BACKGROUND: To evaluate whether proliferative diabetic retinopathy (PDR) is associated with an increased risk of nonarteritic anterior ischemic optic neuropathy (NAION) and whether pan-retinal photocoagulation (PRP) alte...BACKGROUND: To evaluate whether proliferative diabetic retinopathy (PDR) is associated with an increased risk of nonarteritic anterior ischemic optic neuropathy (NAION) and whether pan-retinal photocoagulation (PRP) alters that risk. METHODS: A retrospective cohort study was conducted using the TriNetX global health research network. Adults (18 years and older) with ≥3 years of follow-up and no prior NAION were included. In Analysis 1, patients with PDR were compared with those with diabetes mellitus without diabetic retinopathy. In Analysis 2, patients with PDR who underwent PRP were compared with those who did not. Propensity score matching was controlled for demographics and comorbidities. The primary outcome was incident NAION within 3 years. RESULTS: After matching, 30,588 patients were included in each group for Analysis 1. At 3 years, NAION incidence was significantly higher in the PDR cohort than the DM without DR group (0.24% vs 0.09%; HR 2.81, 95% CI 1.80-4.40; P < 0.001).
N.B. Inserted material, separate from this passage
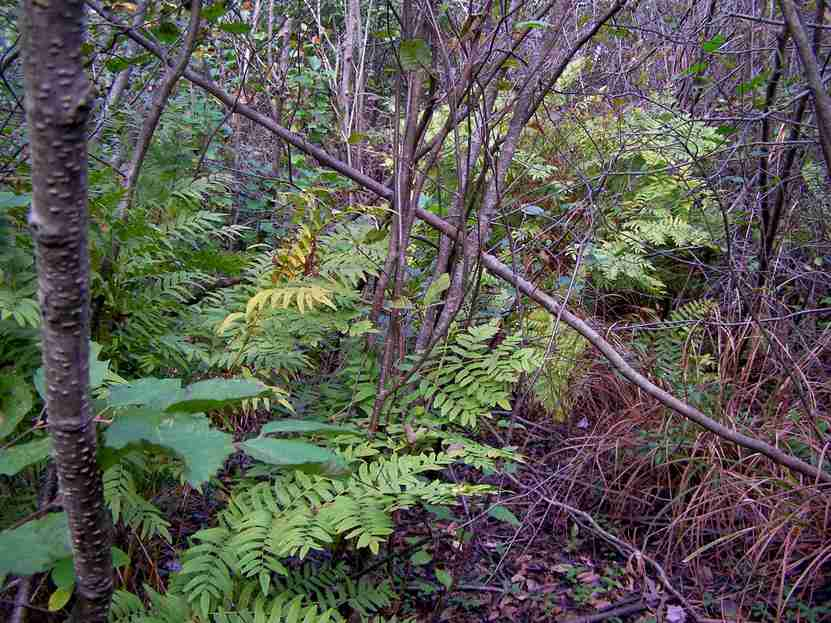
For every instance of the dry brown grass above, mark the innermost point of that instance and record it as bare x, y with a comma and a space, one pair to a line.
727, 524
In Analysis 2, 8,126 patients were included in each group. No significant difference in NAION risk was observed between PRP and No PRP cohorts at any time point (3-year incidence: 0.34% vs 0.31%; HR 1.12, 95% CI 0.65-1.92; P = 0.680). CONCLUSIONS: PDR is associated with increased NAION risk, suggesting a role for local microvascular changes. PRP does not significantly alter NAION risk, supporting its safety in this context. Further studies with imaging data are warranted to clarify underlying mechanisms.